Insomma, mentre si apre il secondo mese di eroica quanto tragica resistenza ucraina all’invasore russo, la domanda da porsi e la cui risposta potrà essere tratta dalla conclusione della due giorni di vertici ospitati a Bruxelles è se i Paesi della Ue siano o meno pronti a un ulteriore salto di qualità politico nei confronti di Mosca e Pechino.

Ma vi è forse un quesito ancora più esplicito e diretto da avanzare: le opinioni pubbliche dei singoli Paesi membri sono in grado di non limitarsi all’indignazione morale per ciò che avviene in Ucraina e alla lamentatio sull’inefficacia diplomatica e militare dell’Europa? E sono pronti ad assumersi le conseguenze economiche e i costi sociali di un vero protagonismo europeo in questa terza decade del XXI secolo?
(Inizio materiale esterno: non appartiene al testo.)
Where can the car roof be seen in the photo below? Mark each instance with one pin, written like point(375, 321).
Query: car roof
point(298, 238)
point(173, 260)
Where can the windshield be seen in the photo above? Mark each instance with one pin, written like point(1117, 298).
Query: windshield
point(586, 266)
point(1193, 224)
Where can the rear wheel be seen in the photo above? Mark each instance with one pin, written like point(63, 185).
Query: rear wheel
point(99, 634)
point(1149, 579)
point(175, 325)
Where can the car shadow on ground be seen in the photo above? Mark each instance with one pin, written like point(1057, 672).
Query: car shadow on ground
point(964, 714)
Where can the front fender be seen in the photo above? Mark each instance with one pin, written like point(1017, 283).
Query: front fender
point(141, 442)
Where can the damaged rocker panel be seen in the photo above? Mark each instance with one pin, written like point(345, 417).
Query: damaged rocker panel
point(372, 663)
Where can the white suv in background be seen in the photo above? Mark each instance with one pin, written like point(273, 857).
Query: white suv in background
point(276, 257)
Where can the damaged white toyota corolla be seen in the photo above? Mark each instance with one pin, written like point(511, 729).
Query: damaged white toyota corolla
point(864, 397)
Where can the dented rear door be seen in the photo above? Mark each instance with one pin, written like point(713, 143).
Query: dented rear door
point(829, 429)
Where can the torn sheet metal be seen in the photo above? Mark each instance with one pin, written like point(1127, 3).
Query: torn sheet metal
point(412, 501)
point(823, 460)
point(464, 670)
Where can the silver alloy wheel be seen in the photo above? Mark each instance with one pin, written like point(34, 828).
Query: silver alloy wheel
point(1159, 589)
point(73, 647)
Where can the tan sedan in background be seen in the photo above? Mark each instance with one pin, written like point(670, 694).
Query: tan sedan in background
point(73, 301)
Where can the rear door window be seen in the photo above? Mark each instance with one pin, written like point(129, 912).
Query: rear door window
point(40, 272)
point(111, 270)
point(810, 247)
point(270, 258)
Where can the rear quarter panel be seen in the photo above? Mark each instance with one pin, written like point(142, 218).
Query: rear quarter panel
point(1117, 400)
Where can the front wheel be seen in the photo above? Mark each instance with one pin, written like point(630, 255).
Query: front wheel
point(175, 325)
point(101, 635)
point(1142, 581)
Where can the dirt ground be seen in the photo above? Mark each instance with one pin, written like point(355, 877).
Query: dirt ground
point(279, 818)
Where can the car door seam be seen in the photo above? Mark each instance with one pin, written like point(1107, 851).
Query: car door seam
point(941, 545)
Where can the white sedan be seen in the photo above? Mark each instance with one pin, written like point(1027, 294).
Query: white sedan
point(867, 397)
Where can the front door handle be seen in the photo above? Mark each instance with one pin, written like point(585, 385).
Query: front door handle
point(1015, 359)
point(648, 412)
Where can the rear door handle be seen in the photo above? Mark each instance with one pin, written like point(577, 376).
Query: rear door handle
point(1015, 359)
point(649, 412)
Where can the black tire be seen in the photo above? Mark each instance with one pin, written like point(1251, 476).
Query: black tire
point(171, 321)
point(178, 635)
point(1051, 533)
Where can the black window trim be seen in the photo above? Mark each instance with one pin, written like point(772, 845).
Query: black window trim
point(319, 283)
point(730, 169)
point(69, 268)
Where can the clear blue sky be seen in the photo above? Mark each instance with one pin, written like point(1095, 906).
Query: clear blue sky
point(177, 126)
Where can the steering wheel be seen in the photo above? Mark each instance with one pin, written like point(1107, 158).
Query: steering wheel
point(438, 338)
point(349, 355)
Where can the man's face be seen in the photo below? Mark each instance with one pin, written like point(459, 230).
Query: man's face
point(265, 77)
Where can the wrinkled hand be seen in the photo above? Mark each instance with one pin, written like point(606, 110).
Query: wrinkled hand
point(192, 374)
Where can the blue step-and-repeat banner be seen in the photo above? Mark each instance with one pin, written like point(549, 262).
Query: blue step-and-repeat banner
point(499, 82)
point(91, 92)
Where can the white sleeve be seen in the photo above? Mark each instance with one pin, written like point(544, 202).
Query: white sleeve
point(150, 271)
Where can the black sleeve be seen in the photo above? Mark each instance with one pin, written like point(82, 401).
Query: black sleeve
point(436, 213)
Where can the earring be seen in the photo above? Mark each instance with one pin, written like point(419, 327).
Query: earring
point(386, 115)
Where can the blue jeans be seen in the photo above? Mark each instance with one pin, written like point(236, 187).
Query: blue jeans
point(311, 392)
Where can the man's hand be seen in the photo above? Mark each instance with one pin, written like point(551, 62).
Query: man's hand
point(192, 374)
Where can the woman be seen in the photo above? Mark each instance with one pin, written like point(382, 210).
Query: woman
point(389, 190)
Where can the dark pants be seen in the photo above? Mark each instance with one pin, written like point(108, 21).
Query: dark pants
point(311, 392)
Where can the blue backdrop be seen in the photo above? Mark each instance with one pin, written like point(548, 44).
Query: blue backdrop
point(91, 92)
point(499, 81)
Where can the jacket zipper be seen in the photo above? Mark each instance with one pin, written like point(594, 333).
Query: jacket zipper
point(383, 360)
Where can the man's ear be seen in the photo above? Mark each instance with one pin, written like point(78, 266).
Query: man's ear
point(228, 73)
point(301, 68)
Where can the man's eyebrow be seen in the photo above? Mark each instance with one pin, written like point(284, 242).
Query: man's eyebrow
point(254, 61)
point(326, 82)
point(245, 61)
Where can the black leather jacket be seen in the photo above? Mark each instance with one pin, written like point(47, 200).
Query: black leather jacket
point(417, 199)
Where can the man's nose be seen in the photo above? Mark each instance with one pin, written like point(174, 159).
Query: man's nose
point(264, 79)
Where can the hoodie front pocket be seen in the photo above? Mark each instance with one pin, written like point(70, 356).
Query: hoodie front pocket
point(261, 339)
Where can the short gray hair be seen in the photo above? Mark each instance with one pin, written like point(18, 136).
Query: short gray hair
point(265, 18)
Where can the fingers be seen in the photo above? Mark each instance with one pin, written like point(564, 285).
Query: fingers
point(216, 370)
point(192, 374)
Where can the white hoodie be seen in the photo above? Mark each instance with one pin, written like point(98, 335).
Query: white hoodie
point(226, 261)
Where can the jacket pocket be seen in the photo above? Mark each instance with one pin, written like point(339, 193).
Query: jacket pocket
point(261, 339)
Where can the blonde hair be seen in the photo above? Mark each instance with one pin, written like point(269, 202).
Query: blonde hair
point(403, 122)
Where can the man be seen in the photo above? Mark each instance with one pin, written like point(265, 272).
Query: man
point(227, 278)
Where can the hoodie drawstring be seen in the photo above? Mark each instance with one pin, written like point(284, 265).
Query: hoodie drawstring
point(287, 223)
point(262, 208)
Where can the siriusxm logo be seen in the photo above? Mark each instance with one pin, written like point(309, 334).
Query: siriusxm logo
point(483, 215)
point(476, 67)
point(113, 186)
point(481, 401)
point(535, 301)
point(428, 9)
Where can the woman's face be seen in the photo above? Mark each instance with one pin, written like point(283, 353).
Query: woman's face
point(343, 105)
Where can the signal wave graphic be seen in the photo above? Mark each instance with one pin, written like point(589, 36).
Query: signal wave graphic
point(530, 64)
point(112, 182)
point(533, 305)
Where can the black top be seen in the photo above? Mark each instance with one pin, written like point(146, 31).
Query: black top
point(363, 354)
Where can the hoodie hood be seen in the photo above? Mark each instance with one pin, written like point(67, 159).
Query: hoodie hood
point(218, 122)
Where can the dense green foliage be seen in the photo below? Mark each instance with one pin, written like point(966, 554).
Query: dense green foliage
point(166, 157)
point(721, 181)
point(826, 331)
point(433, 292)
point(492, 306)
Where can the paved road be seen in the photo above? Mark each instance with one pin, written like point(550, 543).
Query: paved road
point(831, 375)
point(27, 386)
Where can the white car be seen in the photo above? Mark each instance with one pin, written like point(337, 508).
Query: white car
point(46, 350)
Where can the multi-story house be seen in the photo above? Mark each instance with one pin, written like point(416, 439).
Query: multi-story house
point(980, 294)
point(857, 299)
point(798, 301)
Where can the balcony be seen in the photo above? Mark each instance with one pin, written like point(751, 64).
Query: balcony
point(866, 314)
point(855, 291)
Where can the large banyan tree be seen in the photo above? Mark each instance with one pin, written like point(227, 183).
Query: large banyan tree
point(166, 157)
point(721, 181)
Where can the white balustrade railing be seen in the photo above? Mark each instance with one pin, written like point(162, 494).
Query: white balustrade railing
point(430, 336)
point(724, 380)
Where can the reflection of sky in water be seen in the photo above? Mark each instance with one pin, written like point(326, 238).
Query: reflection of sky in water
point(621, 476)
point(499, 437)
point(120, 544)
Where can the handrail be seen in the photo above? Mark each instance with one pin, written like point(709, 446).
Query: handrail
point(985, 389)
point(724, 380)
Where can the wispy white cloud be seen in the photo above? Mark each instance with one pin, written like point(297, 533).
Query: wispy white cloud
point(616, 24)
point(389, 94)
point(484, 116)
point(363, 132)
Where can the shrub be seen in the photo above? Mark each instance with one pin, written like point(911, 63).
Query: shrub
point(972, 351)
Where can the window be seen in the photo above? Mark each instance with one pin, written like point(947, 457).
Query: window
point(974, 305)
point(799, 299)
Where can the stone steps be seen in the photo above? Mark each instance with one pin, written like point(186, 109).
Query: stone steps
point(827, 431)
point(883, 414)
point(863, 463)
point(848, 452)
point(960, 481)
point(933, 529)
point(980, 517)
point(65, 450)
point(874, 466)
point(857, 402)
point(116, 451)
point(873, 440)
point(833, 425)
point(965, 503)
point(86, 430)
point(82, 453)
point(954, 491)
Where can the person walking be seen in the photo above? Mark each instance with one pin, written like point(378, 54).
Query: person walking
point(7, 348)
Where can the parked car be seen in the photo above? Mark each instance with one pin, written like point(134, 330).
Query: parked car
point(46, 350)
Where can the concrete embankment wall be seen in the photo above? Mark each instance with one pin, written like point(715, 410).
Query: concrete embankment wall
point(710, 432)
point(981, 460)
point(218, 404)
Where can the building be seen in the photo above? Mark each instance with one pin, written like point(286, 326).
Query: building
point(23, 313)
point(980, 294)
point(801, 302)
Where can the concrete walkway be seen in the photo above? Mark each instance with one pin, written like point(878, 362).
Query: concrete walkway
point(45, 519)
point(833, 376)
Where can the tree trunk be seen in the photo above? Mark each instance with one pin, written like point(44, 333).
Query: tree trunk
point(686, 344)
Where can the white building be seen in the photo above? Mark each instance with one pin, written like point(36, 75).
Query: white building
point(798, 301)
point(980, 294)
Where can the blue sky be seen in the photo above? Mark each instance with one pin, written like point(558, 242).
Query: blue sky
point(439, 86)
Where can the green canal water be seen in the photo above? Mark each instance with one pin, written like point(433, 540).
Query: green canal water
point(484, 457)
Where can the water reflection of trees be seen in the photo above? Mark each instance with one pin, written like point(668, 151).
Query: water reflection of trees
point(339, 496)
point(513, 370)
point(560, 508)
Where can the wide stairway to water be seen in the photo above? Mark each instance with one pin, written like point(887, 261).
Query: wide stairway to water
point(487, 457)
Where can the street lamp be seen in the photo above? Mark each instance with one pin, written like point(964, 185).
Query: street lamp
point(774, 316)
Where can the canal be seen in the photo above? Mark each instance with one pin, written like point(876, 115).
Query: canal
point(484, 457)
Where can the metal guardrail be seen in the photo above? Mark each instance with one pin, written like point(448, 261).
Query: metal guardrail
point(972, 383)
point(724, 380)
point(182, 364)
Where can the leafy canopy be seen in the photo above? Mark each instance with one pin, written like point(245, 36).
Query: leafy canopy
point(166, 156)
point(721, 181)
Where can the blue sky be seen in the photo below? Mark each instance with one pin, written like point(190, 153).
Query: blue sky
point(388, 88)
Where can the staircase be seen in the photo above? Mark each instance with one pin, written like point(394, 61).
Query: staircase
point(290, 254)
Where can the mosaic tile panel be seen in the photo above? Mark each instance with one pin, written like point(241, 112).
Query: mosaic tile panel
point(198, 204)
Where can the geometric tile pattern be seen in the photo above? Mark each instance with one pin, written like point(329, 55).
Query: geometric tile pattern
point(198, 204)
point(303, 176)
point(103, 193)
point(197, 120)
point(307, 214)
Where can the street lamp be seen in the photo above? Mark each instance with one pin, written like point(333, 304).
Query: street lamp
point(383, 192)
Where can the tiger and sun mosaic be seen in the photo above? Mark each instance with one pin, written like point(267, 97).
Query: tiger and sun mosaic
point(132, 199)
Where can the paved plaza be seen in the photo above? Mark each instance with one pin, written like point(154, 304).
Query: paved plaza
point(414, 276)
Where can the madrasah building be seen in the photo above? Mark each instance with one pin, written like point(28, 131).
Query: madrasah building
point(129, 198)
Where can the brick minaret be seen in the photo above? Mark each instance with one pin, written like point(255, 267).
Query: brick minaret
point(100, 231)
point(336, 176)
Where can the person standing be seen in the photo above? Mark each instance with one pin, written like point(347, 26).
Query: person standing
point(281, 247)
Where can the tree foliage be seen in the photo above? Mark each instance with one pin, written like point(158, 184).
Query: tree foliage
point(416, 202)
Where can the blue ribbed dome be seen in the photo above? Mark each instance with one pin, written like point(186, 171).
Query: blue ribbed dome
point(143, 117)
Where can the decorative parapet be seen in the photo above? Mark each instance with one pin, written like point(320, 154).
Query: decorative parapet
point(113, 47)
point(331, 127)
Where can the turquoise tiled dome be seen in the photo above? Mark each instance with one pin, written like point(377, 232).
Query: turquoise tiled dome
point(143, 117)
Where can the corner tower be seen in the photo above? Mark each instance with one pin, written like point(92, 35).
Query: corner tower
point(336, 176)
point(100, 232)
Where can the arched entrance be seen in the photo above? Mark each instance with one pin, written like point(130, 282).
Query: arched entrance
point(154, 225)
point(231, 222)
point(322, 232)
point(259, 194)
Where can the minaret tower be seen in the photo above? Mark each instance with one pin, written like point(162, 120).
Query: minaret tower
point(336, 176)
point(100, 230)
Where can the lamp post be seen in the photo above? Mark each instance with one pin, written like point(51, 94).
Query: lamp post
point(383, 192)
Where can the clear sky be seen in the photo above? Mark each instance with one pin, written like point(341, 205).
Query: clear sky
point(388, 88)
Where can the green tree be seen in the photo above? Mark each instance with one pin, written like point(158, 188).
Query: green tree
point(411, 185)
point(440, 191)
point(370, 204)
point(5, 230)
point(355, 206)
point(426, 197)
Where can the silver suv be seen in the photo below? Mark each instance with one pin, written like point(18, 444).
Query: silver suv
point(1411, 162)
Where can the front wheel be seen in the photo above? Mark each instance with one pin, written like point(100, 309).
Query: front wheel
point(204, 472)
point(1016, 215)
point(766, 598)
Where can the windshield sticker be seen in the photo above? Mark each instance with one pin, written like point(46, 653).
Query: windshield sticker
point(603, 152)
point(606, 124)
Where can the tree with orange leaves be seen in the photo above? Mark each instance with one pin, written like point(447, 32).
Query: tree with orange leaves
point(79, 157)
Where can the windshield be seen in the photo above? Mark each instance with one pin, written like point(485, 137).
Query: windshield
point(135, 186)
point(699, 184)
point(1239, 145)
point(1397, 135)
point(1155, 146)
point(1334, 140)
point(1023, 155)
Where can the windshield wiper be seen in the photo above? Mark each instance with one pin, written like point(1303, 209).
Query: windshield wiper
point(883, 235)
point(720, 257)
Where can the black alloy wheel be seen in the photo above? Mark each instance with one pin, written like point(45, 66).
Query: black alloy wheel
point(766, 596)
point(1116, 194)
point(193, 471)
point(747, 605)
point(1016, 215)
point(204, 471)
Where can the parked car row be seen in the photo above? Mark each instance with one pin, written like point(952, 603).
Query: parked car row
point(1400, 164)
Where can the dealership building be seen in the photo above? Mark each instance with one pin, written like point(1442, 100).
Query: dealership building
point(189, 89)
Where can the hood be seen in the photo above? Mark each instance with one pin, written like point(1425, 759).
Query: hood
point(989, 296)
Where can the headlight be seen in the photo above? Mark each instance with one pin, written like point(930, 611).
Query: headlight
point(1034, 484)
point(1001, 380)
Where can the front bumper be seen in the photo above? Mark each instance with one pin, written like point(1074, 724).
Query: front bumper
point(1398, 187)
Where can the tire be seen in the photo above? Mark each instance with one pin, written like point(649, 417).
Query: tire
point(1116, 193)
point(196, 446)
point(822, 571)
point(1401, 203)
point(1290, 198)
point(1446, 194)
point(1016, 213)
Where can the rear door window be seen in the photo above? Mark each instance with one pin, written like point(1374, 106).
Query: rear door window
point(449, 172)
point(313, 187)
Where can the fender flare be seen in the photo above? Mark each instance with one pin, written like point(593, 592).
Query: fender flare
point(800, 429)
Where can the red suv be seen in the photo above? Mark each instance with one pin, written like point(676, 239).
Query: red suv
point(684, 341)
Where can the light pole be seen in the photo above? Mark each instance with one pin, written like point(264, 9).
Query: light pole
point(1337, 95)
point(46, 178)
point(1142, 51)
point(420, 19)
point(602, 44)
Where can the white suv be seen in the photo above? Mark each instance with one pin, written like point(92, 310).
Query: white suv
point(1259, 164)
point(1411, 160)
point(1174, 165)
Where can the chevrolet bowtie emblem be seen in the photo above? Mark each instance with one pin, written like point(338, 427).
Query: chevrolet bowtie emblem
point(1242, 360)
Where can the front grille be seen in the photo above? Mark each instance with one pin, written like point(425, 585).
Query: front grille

Ridurre anche sensibilmente la dipendenza energetica dalla Russia e fare la voce grossa spingendo Pechino a moderare Putin implica essere poi disposti a patire lacrime e sangue. Più azione implica passare il Rubicone e accettare tutte le incognite che questo comporta. Immaginarsi altre fantasiose alternative significa vivere nel mondo dei sogni e rifuggire la drammatica realtà che ci troviamo a vivere.